The suspension of habeas corpus has occurred just a handful of times in U.S. history, and always under the most dire circumstances of war or invasion. Yet to a greater degree than previously known, administration officials, encouraged by Trump, actively weighed taking that step in the early months of his second term — this time to accelerate the mass deportation of immigrants in the country illegally.
Flush with a Musk-created 2024 election victory, Trump and his Fabulous Dancing Trumpettes wanted to test how far the emboldened president’s authority could be pushed, setting off previously unreported internal struggles over where the limits should be.
The man who outlined his concerns in the memo, Scharf, was no resistance figure. A trim, balding, Harvard-trained lawyer who had run for office in Missouri, he had bemoaned John McCain as too moderate for the 2008 Republican nomination, and believed Mr. Trump had been vindictively prosecuted after his 2020 election loss.

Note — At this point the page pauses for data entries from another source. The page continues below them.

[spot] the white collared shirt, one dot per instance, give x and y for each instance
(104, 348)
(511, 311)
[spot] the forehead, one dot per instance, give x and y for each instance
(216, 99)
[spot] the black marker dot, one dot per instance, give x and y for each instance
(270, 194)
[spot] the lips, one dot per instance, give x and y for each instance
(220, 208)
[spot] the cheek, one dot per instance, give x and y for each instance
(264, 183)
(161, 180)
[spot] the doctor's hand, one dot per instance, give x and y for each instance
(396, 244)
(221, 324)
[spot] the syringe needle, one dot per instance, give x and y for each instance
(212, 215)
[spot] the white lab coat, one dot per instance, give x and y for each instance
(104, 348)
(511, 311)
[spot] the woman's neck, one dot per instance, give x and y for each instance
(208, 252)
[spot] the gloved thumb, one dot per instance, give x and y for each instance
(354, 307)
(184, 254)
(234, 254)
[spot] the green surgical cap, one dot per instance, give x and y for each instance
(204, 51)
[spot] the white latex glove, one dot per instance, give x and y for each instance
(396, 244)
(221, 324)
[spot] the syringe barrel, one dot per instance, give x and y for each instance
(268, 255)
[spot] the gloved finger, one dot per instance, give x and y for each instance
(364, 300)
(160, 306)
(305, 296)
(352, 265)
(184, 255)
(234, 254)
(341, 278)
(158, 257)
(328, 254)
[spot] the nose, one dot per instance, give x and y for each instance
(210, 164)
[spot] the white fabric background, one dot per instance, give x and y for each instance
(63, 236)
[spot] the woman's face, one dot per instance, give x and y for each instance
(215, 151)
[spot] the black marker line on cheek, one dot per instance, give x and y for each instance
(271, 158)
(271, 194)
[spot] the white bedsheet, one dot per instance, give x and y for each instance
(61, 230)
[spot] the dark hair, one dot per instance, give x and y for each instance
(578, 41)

He had helped develop the Trump team’s legal arguments behind the successful effort to get the Mar-a-Lago classified documents indictment thrown out, as well as the arguments behind the presidential immunity case that prevailed at the Supreme Court. He had embraced the most contentious elements of Mr. Trump’s agenda, but was quickly coming up against the limit of what the Constitution, in his reading, could be made to bear.
The Constitution, Scharf wrote in his memo to Susie Wiles, the White House chief of staff, permits suspension of habeas corpus only in cases of rebellion or invasion. Courts have almost uniformly held that only Congress can do it.
He added: “Even where Congress has explicitly suspended habeas corpus rights, the Supreme Court has held that some alternative process must be provided to defendants, with procedural safeguards akin to a habeas corpus action.”
Don't worry, though: Trump and Miller are still fixated on invoking the Insurrection Act!